Take gut bacteria, for instance. Nutrigenetics can tell you if you don’t produce lactase, the enzyme needed to digest lactose, but that doesn’t necessarily mean you are lactose-intolerant. “Some people who don’t produce lactase can consume milk because their gut bacteria will ferment lactose,” says Kevin Whelan, professor of dietetics at King’s College, London.

Ordovás is sceptical of commercial genetics advice on omega-3, and fat and carbohydrate sensitivity. He says he has just read a “very nice paper, showing omega-3 is beneficial only for those – at least from a neurological perspective – who have the E4 genotype. We have to be always updating, correcting. It’s a moving target. And regarding fat and carbs, they are using papers we’ve published. They are not doing their own research and are not familiar with all the tricks of the trade.”

The one current benefit of direct-to-consumer nutrigenetics, he says, could be motivational. “If you have that more passionate approach of thinking: ‘This is what comes out of my genes’, you might stick to a healthier diet.”

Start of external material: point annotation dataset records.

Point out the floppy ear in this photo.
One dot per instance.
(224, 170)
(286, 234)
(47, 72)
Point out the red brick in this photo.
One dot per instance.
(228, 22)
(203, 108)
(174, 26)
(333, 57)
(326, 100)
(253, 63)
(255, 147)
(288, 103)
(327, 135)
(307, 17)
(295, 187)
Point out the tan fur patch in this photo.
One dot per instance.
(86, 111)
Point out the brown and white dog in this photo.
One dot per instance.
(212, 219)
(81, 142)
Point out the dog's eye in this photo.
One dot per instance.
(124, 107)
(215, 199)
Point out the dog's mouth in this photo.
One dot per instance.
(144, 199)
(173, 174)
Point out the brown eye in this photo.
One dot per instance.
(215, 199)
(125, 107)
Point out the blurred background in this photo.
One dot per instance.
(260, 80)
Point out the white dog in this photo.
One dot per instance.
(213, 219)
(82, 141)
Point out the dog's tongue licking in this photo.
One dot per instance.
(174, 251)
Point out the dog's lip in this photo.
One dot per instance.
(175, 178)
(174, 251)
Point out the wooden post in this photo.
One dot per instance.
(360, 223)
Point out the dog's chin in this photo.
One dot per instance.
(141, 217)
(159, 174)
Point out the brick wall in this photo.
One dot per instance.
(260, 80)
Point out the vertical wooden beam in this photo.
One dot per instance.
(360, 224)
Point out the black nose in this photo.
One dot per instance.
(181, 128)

However, Whelan, who has carried out a systematic review of studies on the motivational powers of nutrigenetics advice, says: “It hasn’t really been shown to increase motivation and actual weight loss. When you look at the population, some lose weight, some don’t, and some put on weight, so overall there’s no effect.”

This isn’t to say that nutrigenetics is a damp squib. “We have gained a lot of ground,” says Ordovás. “For decades there has been a fight over the benefits of the Mediterranean diet versus the low-fat diet.” A five-year study of 7,000 people has shown that those carrying two copies of the genetic mutation for diabetes, and who were on a low-fat diet, were almost three times as likely to have a stroke as those with one or no copy of the mutation. Conversely, mutation carriers who increased their consumption of nuts and olive oil (key components of the Mediterranean diet) neutralised their risk.

“As long as you don’t overreach on your promises,” says Ordovás, “even with the knowledge we have now, you can start sending people in the right direction, in terms of what will be better for them.”